Hoey claims Hassan Trophy
Northern Ireland's Michael Hoey boosted his chances of a Ryder Cup debut with a three-stroke victory at the Hassan Trophy in Morocco.
Nine behind after his opening 74, the 33-year-old grabbed his fourth European Tour victory - and second of this cup campaign - with two superb closing rounds of 65.
Former British amateur champion Hoey took the £207,737 first prize with a 17-under-par total of 271 and when asked about the Ryder Cup said: "I've not really been thinking about it, but I'm obviously in contention."
He beat compatriot Rory McIlroy at the Dunhill Links Championship last October and it was another Irishman, Damien McGrane, whom he pushed into second place this time.
McGrane shared the lead with a round to play along with Matteo Manassero.
The 18-year-old Italian had to win to have a chance of qualifying for The Masters via the world's top 50, but fell away to joint sixth with a 72.
The 40-year-old McGrane led by three after starting with back-to-back birdies, then found himself two behind when Hoey followed a two on the short second with four successive birdies from the fifth.
It was nip and tuck again when he bogeyed the long 10th and McGrane made four, but three more birdies in four holes from the short 14th settled it.
Not that his 65 was the round of the day.
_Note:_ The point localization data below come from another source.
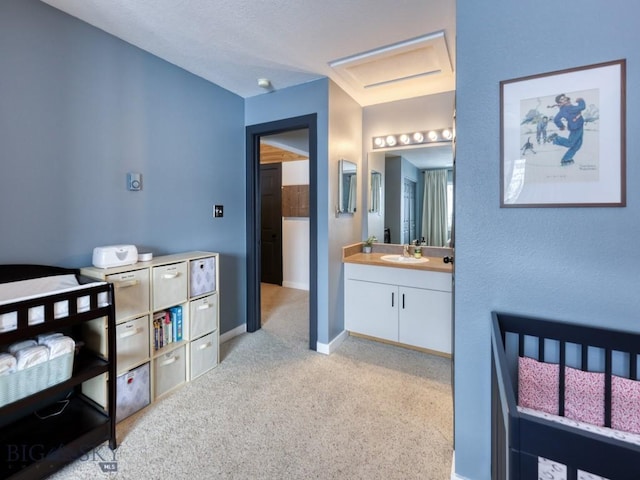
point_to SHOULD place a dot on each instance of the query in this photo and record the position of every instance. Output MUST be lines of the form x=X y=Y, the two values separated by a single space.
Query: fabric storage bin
x=34 y=379
x=132 y=343
x=132 y=292
x=133 y=392
x=202 y=276
x=170 y=370
x=203 y=316
x=204 y=354
x=169 y=285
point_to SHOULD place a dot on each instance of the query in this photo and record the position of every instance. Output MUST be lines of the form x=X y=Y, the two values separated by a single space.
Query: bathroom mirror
x=375 y=192
x=403 y=190
x=347 y=186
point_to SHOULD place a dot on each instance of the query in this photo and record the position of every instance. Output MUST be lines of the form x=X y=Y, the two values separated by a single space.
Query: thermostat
x=134 y=181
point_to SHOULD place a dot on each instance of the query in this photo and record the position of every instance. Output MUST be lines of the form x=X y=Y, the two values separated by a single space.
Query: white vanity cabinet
x=406 y=306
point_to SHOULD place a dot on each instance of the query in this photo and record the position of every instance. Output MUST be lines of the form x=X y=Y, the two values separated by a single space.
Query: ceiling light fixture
x=264 y=83
x=414 y=138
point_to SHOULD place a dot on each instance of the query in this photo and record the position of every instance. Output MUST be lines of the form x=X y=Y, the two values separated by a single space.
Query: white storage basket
x=31 y=380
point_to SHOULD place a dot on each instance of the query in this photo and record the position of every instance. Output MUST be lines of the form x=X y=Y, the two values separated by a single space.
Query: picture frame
x=563 y=138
It was not even close in fact.
Welshman Jamie Donaldson, yet to win in nearly 250 Tour events, shot a course-record 61 to share third place with fellow countryman Phillip Price and England's Robert Coles.
Donaldson covered the back nine first in 28, only one off the Tour record, with two eagles and four birdies, then started for home with another birdie to be nine under for his first 10 holes.
The circuit's first 59 was a possibility at that point, but he found the water on the long fifth.
After a six there, though, he added a further birdie on the seventh and at the 394-yard ninth sank his nine-iron approach for a third eagle.
After equalling his lowest ever round Donaldson said: "I forgot about the end result and concentrated on one shot at a time. It was a great day."
As it was for Hoey, who had not had a top-10 finish since his victory at St Andrews nearly six months ago.
"I've worked hard with Jamie Gough. My swing is more consistent and Phil Kenyon has been helping me with my putting," he added.
Manassero's disappointing final round was good news for Ernie Els in Florida.
It meant the South African, joint third with a round to go in the Arnold Palmer Invitational, could make the world's top 50 and qualify for The Masters by finishing third rather than second.